# accessorie question



## ronnie (Jan 20, 2014)

my bachmann speed control has one terminal for accessaries, can I just connect a terminal strip to it and power more switch's and lights from it ?

Ronnie


----------



## apoc444 (Jan 28, 2013)

you can but it would be alot better to pick up another power supply and use it for accessories only so as to not interfere with your engines performance


----------



## ronnie (Jan 20, 2014)

that sounds good, thanks much

Ronnie


----------



## DonR (Oct 18, 2012)

This week another member found that his loco slowed whenever he
pushed a button to throw a turnout. He had a typical power
pack that comes with inexpensive train sets.

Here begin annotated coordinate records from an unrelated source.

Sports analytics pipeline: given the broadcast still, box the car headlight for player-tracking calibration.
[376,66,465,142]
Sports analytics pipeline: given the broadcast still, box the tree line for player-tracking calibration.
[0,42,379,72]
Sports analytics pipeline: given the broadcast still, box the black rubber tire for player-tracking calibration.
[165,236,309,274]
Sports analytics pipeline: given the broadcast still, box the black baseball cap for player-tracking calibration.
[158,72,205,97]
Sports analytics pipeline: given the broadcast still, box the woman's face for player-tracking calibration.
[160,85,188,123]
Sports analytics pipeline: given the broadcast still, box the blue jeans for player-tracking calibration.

An additional source
was advised for him also.

There's cheap source for accessory and turnout power.
Those wall warts that plug into wall outlets to power various small gadgets. 

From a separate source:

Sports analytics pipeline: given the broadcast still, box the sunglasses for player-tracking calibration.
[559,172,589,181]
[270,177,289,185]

Each one has a 'label' that gives you the voltage and amp output
as well as whether AC or DC.

You would want one that puts out from 10 to 15 volts either 
AC or DC and have about a one amp rating would do fine. Just
cut off whatever plug might be on it and connect it to the terminal
board you mentioned. 

There are many old HO power packs around. You should be able
to find one of those for 5.00 or less. No need to buy a new one.

Don


----------



## ktcards (Sep 22, 2012)

ronnie said:


> my bachmann speed control has one terminal for accessaries, can I just connect a terminal strip to it and power more switch's and lights from it ?
> 
> Ronnie


I'm using an old Marx A.C. transformer to power my accessories.

K


----------